Ahmadinejad gets heated welcome
NEW YORK — Greeted by large protests and jabs from local politicians and U.S. presidential candidates, Iranian President Mahmoud Ahmadinejad faced a public skewering Monday at the first stop of his three-day trip here: As he prepared to deliver a speech at Columbia University, the university’s president, Lee Bollinger, introduced the Iranian leader as a man who appeared to lack “intellectual courage,” had a “fanatical mind-set” and may be “astonishingly undereducated.”
“Mr. President, you exhibit all the signs of a petty and cruel dictator,” Bollinger told Ahmadinejad from a lectern across the stage. He said that Ahmadinejad’s past denials of the Holocaust might fool “the illiterate and ignorant,” but that “when you come to a place like this, it makes you quite simply ridiculous.”
A leader known to live largely protected from criticism at home, Ahmadinejad appeared shocked and insulted.
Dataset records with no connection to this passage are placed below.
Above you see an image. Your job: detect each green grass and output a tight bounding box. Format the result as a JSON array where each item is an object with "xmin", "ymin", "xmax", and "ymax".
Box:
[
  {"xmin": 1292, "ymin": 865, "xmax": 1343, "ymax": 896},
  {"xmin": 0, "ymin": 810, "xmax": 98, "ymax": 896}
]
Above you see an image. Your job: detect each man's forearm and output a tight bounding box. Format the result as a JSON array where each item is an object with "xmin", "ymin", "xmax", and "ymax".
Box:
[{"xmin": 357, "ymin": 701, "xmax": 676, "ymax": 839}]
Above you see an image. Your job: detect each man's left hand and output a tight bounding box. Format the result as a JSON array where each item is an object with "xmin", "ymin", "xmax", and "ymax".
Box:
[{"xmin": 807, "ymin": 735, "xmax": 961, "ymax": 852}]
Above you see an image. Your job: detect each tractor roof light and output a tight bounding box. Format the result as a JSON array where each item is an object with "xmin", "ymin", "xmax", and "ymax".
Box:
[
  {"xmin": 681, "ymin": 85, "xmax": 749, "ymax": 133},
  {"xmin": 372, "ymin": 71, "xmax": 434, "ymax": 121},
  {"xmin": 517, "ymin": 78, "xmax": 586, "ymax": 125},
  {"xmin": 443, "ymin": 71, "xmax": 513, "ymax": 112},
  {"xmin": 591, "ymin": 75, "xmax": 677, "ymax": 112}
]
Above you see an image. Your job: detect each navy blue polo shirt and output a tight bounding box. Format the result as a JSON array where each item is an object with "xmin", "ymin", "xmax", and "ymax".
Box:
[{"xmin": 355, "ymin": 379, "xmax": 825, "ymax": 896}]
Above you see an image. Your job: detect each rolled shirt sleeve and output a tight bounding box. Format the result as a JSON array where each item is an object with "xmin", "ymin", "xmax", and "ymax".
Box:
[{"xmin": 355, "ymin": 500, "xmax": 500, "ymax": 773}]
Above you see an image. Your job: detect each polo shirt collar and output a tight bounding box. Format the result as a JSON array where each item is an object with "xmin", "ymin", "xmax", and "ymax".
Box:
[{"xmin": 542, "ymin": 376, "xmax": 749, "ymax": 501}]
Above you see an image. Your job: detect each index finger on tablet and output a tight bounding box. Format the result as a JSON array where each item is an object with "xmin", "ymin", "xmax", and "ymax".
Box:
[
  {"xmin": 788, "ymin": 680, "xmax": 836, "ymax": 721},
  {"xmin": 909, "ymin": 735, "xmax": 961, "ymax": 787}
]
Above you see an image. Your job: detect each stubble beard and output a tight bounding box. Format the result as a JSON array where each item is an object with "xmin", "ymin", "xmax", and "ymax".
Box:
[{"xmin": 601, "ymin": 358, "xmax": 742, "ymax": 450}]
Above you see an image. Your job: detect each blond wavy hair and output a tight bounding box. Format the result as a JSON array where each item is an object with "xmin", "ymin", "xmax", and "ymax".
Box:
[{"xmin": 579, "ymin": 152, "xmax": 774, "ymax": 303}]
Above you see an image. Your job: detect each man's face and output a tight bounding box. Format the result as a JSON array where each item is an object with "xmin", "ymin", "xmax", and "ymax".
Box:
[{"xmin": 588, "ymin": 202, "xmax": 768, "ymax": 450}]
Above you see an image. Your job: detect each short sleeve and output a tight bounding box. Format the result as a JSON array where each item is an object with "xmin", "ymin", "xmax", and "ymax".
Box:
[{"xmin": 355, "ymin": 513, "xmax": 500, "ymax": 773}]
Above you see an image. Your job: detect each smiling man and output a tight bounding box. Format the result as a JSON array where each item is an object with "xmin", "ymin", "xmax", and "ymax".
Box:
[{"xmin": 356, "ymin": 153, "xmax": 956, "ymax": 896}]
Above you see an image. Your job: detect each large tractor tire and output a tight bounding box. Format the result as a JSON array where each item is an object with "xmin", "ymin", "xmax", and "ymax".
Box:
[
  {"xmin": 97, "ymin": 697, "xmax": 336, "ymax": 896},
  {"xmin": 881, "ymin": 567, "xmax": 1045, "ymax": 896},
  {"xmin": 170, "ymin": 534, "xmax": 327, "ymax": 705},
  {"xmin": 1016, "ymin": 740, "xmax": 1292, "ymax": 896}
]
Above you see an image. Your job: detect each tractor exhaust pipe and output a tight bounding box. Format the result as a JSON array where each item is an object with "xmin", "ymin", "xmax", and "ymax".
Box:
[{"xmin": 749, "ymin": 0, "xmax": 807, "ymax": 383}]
He chastised Bollinger for judging his speech before it had even begun and suggested that such a move was unforgivable in a university setting.
Ahmadinejad, who in the past has argued that Israel should be “wiped off the map,” repeated his assertions that the Holocaust should be researched “from different perspectives” and said Palestinians should not be “paying the price for an event they had nothing to do with.”
The war of words at Columbia was, in many ways, a herald of Ahmadinejad’s unwelcome reception in New York, a city both scarred by terrorism and at the heart of American Judaism. The controversy began even before the Iranian leader landed Sunday night for a three-day trip on the occasion of the U.N. General Assembly, which Ahmadinejad will address this afternoon.
“The Evil Has Landed,” declared the New York Daily News alongside a mug-shot-like photo of Ahmadinejad. Mayor Michael R. Bloomberg minced no words. “I happen to find his views disgusting, disgraceful, abhorrent,” he told reporters Monday.
Several Jewish schools in the New York area gave their students a half-day off so they could attend a large anti-Ahmadinejad rally near the United Nations.
Thousands turned out, including some family members of Sept. 11 victims, outraged that Ahmadinejad had requested to lay a wreath at ground zero. The much-publicized request was denied by the New York Police Department, which publicly argued that the site – now in the midst of construction – is simply too dangerous for the Iranian leader.
But the appearance at Columbia proved to be the tense focus of Ahmadinejad’s day. Ahmadinejad enraged many by once again questioning the Holocaust. He also denounced the punishment in Europe of “a number of academics” who were “questioning certain aspects of it.”
When asked about women’s rights, Ahmadinejad said that women in his country are “more respected than men.” But he really brought down the house when responding to a question about repression of gays in Iran, home to a small but thriving gay community.
“In Iran, we don’t have homosexuals like in your country,” he said. Above the guffaws from the crowd, he continued: “In Iran, we do not have this phenomenon. I don’t know who’s told you that we have it.”
But on Monday, another drama unfolded outside Columbia’s gates, where thousands of protesters gathered. There were Iranian exiles who opposed the current regime, Israelis who opposed Iran and Jews who opposed Ahmadinejad’s statements about the Holocaust.
One woman held a sign that read “Honk if you hate terrorists.”
And there were those who opposed Ahmadinejad but supported his right to speak.
“Let him speak – let him open his mouth,” said Pearl Atkins, 74, a Manhattan resident who lost relatives in the Holocaust. “This is America; people get their say here, not like in Iran. He only makes himself sound more stupid with every word anyway.”